Inheritable Slots Metaclass

Carl Banks pavlovevidence at gmail.com
Wed May 26 16:50:37 EDT 2010


On May 26, 5:49 am, Rebel Lion <r38311... at gmail.com> wrote:
> I made a metaclass to inherit __slots__ automatically.
>
> I think this feature should be included in builtin object's metaclass.

I'd be ok with a metatype in the standard library that makes slots
more transparent, but since slots are intended as an optimization, it
doesn't really need (and might be detrimental to have) transparency
for ordinary objects.

However, Aahz will be by shortly to tell you never to use slots.

> You can now write:
>
>     class Foo(object):
>         __metaclass__ = SlotMetaclass
>
>         @slot
>         def foo():
>             pass
>
>     class Bar(Foo):
>
>         @slot
>         def bar():
>             pass
>
>     foo = Foo()
>     foo.foo = 1
>     bar = Bar()
>     bar.bar = 1
>     bar.foo = 1
>     try:
>         bar.baz = 1 # this should fall
>     except AttributeError, e:
>         print 'yeah', e
>
> Instead of
>
>     class Foo(object):
>           __slots__ = ['foo']
>     class Bar(Foo)
>           __slots__ = ['foo', 'bar']
>
> Please discuss the pros & cons for this feature.

It seems like a good approach, but the use of decorators to define
slots is hideous.  I'd recommend creating slots with simple assignment
instead:

slot = object()

class Foo():
    __metaclass__ = SlotsMetaclass
    foo = slot

class Bar():
    bar = slot

Then replace

"isinstance(v,slot)" with "v is slot"

in the metaclass.



> Here is the metaclass:
>
> class slot(object):
>     """Slot Decorator"""
>
>     def __init__(self, func):
>         pass
>
> class SlotMetaclass(type):
>     """Inheritable Slots Metaclass"""
>
>     def __new__(cls, name, bases, attrs):
>         # make a normal class, and get its attributes to decide which
> ones are slots
>         tmpcls = type.__new__(cls, name, bases, attrs)
>         slots = []
>         for k in dir(tmpcls):
>             v = getattr(tmpcls, k)
>             if isinstance(v, slot):
>                 slots.append(k)
>         # clean up
>         del tmpcls
>         for x in slots:
>             del attrs[x]
>         # create the real class with __slots__
>         attrs['__slots__'] = slots
>         return type.__new__(cls, name, bases, attrs)

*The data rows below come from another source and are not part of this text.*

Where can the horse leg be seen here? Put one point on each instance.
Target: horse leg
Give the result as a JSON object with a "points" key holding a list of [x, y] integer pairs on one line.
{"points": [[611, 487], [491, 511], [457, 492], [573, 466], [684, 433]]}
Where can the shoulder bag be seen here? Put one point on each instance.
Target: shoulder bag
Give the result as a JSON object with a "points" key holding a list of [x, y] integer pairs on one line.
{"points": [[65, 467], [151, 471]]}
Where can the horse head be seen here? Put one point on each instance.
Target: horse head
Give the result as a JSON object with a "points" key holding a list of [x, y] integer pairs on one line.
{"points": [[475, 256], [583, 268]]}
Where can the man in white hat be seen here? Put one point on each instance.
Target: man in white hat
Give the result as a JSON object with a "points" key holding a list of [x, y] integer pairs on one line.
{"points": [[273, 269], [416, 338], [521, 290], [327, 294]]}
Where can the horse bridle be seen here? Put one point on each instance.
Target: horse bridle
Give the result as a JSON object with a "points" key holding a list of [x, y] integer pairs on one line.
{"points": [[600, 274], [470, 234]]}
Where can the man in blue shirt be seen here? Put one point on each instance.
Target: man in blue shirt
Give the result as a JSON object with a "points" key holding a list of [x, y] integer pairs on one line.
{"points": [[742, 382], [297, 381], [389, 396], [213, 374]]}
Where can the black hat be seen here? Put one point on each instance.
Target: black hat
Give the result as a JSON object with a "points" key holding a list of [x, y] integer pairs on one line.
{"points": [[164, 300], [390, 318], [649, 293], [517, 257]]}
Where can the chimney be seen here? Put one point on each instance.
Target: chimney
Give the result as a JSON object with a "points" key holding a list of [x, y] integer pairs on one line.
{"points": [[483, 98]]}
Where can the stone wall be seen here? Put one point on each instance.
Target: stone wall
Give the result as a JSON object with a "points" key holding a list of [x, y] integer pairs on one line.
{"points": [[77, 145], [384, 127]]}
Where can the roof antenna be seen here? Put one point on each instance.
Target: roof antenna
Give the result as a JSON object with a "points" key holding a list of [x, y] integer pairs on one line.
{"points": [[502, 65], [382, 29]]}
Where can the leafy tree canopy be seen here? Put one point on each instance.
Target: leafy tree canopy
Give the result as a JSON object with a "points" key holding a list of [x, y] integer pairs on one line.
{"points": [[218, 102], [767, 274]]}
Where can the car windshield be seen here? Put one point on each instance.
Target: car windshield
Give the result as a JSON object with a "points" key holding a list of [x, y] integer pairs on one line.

You don't need to create a temporary class here; you should loop
through the base classes and inspect their slots.  Also, you don't
need to recreate slots that exist in base classes, so you could just
get all the new slots from the class dict.

You should consider corner cases if you think it should be standard.
For instance, what if a derived class defined the same slot as a a
base class--it'll create a new slot in yours but it shouldn't.  What
if you want to create a subclass that does have a dict?  Can't do it
in your version.  You need to consider stuff like that.